Today, you will learn every detail about t-SNE! I am excited to introduce you to Avi Chawla! He is an exceptional Data Scientist and Data Science content creator, and in this guest post, he presents the most thorough introduction to t-SNE that I have ever seen! Avi is the author of the Daily Dose of Data Science and the Daily Dose of Data Science Newsletter. Make sure to subscribe!
t-SNE is a technique to project dimensional data into a lower dimensional space. It is a dimensionality reduction technique that is often used for data visualization. We are going to cover:
Limitations of PCA
What is t-SNE?
Background: Stochastic Neighbor Embedding (SNE) algorithm
t-Distributed Stochastic Neighbor Embedding (t-SNE)
Implementing t-SNE using NumPy
PCA vs. t-SNE
Limitations of t-SNE and Takeaways
Limitations of PCA
1) PCA for visualization
Many use PCA as a data visualization technique. This is done by projecting the given data into two dimensions and visualizing it.
While this may appear like a fair thing to do, there’s a big problem here that often gets overlooked.
As we discussed in the PCA article, after applying PCA, each new feature captures a fraction of the original variance.
This means that two-dimensional visualization will only be helpful if the first two principal components collectively capture most of the original data variance, as shown below:
If not, the two-dimensional visualization will be highly misleading and incorrect.
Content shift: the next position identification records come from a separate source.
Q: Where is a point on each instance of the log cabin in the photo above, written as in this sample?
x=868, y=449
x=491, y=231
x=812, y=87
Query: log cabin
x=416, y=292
This is because the first two components don’t capture most of the original variance well. This is depicted below:
Thus, using PCA for 2D visualizations is only recommended if the cumulative explained variance plot suggests so. If not, one should refrain from using PCA for 2D visualization.
2) PCA is a linear dimensionality reduction technique
PCA has two main steps:
Find the eigenvectors and eigenvalues of the covariance matrix.
Use the eigenvectors to project the data to another space.
👉 Why eigenvectors, you might be wondering? We discussed the origin of eigenvectors in detail in the PCA article. It is recommended to read that article before reading this article: “Formulating the Principal Component Analysis (PCA) Algorithm From Scratch“.
Projecting the data using eigenvectors creates uncorrelated features.
Nonetheless, the new features created by PCA (x′0, x′1, x′2) are always a linear combination of the original features (x0, x1, x2).
This is depicted below:
As shown above, every new feature in Xprojected is a linear combination of the features in X.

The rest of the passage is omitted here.